LET'S BEGIN WITH a shout-out to the back of the book at The Nation, which is so often the first place I hear about a translated novelist worth a look: Bolaño, Ferrante, Zambra, Evelio Rosero, Zakes Mda, and a few others, including Jenny Erpenbeck. Given how under-the-radar translated fiction is in U.S. publishing, I'm grateful that someone is on the lookout for these all-too-easily missed finds.
I was struck by the similarity of The End of Days to Kate Atkinson's best-selling Life after Life, both using the conceit of imagining a series of do-overs for someone who died in childhood, the alteration of one or another circumstance enabling her to live into adolescence, then into adulthood, and so on, finally living to a ripe old age.
Erpenbeck's novel appeared first (2012 vs. 2013), but she and Atkinson must have been working on them at roughly the same time, and Atkinson may well have never been aware of Erpenbeck's somewhat similar project--the English translation appeared in 2014.
I liked Erpenbeck's novel more, though, for whatever that's worth--it is drier, subtler, more austere, although that could just be the difference between English literary fiction and continental literary fiction generally. Then, too, the circumstances Erpenbeck's serially-reborn character has to navigate feel starker, graver. Atkinson's character has to deal with the influenza epidemic of 1919 and the Battle of Britain, which are terrible enough, but Erpenbeck's encounters pogroms, Nazism, Stalinist purges, the collapse of communism…as Timothy Snyder's Bloodlands shows us, eastern Europe in the middle of the 20th century is the Job of modern history.

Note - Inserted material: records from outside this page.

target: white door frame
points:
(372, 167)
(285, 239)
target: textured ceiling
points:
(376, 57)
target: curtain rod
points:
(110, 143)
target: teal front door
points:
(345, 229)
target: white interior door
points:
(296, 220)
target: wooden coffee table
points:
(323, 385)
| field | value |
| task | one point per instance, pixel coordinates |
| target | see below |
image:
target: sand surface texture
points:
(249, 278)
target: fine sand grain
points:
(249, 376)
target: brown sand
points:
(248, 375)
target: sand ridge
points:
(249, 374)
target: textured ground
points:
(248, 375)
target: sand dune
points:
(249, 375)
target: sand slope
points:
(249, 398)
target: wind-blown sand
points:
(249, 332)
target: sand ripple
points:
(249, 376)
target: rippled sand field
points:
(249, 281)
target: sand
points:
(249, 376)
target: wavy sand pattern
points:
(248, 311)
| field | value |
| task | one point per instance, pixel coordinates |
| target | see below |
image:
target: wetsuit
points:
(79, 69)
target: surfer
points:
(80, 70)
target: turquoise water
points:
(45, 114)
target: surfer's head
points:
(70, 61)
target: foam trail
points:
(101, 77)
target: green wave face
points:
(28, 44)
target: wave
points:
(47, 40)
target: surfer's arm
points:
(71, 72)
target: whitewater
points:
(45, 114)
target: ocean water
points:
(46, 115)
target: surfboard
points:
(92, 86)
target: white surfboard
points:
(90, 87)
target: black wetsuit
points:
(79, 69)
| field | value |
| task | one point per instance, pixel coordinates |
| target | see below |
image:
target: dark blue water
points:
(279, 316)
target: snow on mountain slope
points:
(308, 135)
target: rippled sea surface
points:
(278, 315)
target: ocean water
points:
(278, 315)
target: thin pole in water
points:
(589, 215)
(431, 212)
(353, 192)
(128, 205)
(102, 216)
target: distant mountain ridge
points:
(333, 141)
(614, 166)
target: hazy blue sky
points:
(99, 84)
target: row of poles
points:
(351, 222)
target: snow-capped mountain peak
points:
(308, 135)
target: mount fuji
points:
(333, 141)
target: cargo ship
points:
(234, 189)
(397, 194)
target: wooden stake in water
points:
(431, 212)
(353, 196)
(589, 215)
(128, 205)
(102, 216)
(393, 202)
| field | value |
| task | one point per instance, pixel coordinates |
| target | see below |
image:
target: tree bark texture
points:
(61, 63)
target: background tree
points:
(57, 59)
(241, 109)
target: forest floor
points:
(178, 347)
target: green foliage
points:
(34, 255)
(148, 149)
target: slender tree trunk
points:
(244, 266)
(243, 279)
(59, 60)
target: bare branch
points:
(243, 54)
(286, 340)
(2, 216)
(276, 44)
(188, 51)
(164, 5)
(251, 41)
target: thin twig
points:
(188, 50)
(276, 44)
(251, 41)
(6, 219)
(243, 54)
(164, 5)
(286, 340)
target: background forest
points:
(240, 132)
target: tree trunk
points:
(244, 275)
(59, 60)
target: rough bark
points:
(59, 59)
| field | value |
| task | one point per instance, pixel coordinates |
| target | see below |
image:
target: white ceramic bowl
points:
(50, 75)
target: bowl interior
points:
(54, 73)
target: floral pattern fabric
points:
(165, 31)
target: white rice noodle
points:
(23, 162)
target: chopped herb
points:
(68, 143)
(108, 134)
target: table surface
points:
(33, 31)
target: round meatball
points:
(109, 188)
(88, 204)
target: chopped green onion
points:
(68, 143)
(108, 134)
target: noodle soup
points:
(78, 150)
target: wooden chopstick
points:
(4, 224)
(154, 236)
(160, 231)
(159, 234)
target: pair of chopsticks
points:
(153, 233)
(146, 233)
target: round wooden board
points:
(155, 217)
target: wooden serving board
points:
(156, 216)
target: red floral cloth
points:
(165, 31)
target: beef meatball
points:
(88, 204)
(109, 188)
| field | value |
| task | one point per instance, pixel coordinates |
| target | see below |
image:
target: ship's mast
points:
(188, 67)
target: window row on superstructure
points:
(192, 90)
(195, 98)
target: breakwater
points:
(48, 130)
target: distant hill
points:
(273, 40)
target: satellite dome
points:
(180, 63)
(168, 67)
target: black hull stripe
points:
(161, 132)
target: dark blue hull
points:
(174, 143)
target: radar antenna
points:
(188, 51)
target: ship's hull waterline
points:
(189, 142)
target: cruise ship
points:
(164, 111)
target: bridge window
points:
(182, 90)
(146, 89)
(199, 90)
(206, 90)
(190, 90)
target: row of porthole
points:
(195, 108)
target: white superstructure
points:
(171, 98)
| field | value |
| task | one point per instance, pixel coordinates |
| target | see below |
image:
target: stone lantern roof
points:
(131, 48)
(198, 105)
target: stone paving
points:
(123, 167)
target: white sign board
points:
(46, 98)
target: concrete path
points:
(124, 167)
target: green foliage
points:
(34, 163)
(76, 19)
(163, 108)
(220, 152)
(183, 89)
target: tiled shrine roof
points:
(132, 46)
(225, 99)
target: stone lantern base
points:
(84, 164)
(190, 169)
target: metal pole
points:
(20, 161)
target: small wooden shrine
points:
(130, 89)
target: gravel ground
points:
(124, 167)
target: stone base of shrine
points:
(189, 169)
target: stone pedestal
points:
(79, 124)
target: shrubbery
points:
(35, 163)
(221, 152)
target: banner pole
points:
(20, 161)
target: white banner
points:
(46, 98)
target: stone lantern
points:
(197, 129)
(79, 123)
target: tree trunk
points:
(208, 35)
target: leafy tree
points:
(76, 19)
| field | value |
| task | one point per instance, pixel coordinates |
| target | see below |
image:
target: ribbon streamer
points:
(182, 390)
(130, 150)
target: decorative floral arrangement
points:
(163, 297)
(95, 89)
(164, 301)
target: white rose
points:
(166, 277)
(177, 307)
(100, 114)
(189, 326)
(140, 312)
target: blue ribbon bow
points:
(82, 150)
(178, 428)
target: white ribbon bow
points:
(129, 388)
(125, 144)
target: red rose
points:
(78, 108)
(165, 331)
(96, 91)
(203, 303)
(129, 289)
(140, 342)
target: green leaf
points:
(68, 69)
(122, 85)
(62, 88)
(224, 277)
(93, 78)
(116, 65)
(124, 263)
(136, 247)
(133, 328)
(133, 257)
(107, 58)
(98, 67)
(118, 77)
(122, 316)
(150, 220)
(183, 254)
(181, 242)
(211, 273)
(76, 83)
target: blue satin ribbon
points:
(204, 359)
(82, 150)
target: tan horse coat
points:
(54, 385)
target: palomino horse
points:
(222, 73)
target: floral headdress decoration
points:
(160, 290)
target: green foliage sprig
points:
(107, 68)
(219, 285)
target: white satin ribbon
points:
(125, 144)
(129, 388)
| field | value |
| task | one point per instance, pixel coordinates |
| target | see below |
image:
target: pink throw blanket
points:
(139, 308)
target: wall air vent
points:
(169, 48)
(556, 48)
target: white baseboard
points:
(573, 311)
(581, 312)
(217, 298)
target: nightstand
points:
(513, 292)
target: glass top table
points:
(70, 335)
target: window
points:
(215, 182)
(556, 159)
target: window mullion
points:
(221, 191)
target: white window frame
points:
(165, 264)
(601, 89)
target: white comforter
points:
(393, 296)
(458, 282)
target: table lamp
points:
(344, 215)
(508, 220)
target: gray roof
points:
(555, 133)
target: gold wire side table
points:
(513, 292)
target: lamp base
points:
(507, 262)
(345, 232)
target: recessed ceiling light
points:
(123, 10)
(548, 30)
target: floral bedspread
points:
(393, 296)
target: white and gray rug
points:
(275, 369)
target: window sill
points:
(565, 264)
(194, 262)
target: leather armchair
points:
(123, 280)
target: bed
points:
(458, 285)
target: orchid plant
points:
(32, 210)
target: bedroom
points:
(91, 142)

Nor (I would say) is there anything in Atkinson's novel to equal the poignance of a complete set of Goethe's works that we glimpse a few times in the early chapters and then once again, once we have been given time to forget about it, near the end.
The End of Days makes all the more salient what impressed me most about Life after Life, the sheer contingency of our lives, the astonishing fact that anyone survives in our precarious circumstances, our incurable vulnerability.